Designing from the business model
Marc pointed out that designing for a circular economy in the product field requires a fundamental shift: from thinking about the product, its function, and aesthetics to designing from the business model. That is, designing products that can respond and function within the new economic context.
By emphasizing a systemic perspective, design can prevent the issues we currently face with products designed for a linear economy. Marc explained that 80% of a product's impact is determined in the design phase.

Commitment from leadership
David shared the context in which Fluidra decided to deepen this innovation process within its ESG strategy. He emphasized as a fundamental aspect the direct and ongoing involvement of the company's top management, actively leading the change, along with the participation of multiple internal teams supported by external experts.
"To innovate in the product, you have to believe in it and create the culture, support it from leadership, with structure and resources."

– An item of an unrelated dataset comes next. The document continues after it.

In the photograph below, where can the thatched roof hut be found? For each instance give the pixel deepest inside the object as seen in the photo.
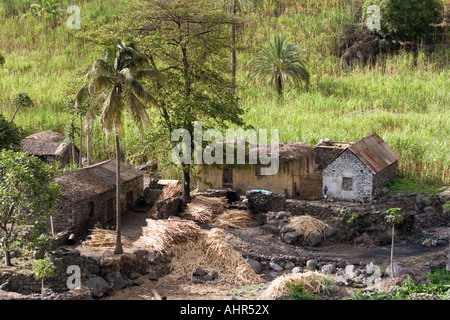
(49, 146)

As key takeaways, he noted that when applying the Cradle to Cradle approach to product analysis, they discovered that they actually knew very little about both the material composition and the supply chain behind it. This also makes it difficult to reduce upstream impacts and manage traceability and information transparency.
David also explained that, within their company, they had to standardize and establish their own circularity criteria, breaking them down into real concepts associated with concrete values. In their case, they numerically defined how much longer their products had to last, the percentage of recycled material they should contain, their recyclability percentage, and how much more repairable they needed to be, among many other indicators.
"Each company has to define with real values what it means to be circular. For us, it worked very well to assign how much more repairable, recyclable, or durable our products needed to be," David stated.
Attendees had the opportunity to engage in dialogue with David, who generously shared his experience in detail. The large number of questions and the interest generated extended the initial discussion by half an hour beyond the scheduled time.

Circular Ventures Workshop
We then moved on to the hands-on session, where all the companies had the opportunity to take on the challenge of thinking disruptively to create circular joint ventures.